Comeback of the Year?
Both surprised me: Meta is lagging behind despite large investments, and Google’s models have caught up and are now as powerful as OpenAI’s and Anthropic’s. In the area of image generation, they are even better than OpenAI’s. Together with Google’s market power in the internet services and corporate sectors, it is likely to be a very strong competitor for OpenAI.
AI Vendors Shifting Focus Toward Efficiency?
At the end of Why Your AI Assistant Might Be Wrong: Keep Healthy Skepticism I noted that GPT-5 did not bring significant practical improvements in abilities compared to previous models, suggesting that development may have slowed or shifted focus toward efficiency rather than new capabilities. I doubted it would change soon.

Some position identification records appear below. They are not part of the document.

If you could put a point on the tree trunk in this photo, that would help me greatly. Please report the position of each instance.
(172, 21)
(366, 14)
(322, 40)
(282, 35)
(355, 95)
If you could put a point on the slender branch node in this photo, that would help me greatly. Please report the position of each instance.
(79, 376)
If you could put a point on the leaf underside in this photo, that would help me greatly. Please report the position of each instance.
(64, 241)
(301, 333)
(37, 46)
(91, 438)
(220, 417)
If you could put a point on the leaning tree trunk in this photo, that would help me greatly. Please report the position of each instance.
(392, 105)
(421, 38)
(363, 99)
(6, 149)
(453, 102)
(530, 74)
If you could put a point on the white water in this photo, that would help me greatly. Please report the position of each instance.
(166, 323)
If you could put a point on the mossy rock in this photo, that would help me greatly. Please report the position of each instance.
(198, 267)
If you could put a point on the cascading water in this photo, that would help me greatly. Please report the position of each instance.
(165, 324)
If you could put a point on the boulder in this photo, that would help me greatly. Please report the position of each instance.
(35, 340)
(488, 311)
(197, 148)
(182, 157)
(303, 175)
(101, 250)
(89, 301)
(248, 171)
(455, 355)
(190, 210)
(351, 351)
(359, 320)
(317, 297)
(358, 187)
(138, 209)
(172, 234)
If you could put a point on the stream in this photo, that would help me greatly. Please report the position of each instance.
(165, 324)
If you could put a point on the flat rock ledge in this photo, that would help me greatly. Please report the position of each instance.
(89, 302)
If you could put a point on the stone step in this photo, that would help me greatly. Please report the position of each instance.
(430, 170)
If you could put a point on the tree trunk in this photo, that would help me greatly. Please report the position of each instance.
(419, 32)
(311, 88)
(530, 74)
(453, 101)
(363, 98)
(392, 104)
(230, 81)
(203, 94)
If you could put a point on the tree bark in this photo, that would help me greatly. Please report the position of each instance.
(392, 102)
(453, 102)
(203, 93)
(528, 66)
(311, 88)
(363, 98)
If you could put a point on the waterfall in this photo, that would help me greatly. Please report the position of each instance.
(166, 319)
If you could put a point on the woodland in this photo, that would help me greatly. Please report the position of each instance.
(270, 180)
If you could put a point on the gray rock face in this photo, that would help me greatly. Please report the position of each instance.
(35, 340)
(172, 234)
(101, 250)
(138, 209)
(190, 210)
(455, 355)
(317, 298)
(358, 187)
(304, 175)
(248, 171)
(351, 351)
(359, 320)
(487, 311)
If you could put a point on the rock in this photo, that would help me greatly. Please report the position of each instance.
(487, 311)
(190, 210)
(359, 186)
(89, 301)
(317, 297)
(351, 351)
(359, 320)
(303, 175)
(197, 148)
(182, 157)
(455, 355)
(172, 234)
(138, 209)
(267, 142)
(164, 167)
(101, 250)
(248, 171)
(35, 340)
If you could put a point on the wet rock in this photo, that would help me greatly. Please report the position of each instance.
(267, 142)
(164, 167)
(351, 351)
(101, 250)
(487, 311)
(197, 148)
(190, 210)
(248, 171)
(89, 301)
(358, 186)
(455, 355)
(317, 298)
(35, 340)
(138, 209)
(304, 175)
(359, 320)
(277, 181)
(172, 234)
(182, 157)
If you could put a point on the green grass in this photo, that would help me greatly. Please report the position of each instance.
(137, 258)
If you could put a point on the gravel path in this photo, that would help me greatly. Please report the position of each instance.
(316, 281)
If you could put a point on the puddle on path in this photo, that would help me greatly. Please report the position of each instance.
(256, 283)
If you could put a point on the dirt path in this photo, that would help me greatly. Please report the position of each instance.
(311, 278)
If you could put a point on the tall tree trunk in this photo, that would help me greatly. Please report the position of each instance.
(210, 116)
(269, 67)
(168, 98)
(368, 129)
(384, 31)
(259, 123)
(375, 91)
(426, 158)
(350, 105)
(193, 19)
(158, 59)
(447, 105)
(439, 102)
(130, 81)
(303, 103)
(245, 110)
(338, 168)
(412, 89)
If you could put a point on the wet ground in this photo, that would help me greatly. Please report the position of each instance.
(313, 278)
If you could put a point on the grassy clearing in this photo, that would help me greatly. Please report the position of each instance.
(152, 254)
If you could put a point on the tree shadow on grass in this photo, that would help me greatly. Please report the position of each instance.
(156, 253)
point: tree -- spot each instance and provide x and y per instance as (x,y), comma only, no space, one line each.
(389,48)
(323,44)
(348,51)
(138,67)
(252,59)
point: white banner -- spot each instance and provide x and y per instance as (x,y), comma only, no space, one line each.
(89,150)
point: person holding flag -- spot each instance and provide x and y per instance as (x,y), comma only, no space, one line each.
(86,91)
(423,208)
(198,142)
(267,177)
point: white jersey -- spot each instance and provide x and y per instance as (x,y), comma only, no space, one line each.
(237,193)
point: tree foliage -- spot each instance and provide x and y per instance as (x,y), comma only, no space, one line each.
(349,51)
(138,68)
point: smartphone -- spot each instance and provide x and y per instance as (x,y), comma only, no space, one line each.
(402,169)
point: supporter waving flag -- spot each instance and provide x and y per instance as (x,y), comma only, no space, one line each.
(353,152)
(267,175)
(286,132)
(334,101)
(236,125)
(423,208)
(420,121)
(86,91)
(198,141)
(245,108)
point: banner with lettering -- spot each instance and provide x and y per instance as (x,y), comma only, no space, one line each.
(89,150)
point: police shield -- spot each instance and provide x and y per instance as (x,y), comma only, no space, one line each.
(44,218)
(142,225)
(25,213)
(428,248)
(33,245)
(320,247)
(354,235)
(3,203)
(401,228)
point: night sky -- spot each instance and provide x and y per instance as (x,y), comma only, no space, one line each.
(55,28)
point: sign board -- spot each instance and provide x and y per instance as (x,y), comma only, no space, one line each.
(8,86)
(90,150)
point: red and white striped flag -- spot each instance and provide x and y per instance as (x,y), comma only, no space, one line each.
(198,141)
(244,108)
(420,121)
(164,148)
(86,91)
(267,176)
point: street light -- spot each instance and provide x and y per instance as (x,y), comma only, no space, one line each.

The latest version of Anthropic’s impressive high-end model Opus 4.5, which was released at the end of November, also seems to follow this pattern: it is significantly more efficient, which reduces the price to a third(!), rather than introducing new capabilities.
see Claude Docs - Model pricing
2026
In 2025, my goal was to learn more about how AI interaction tools work under the hood. In 2026, I now want to learn more about the actual LLM base technology, although it is already clear that, given the scope and variety of developments, it will be necessary to focus on a few core areas.
I hope that by 2026 we will have more actual data collected using reputable methods, and I expect we will see more case studies as some companies succeed or fail with their projects.
The advances in local models are encouraging, but the gap with cloud-based systems remains enormous. I hope that local open models will progress by 2026 and beyond.
If this idea seems far-fetched to you, think about how computer technology has changed over time, starting with centralized mainframe computers and then shifting largely to personal computing.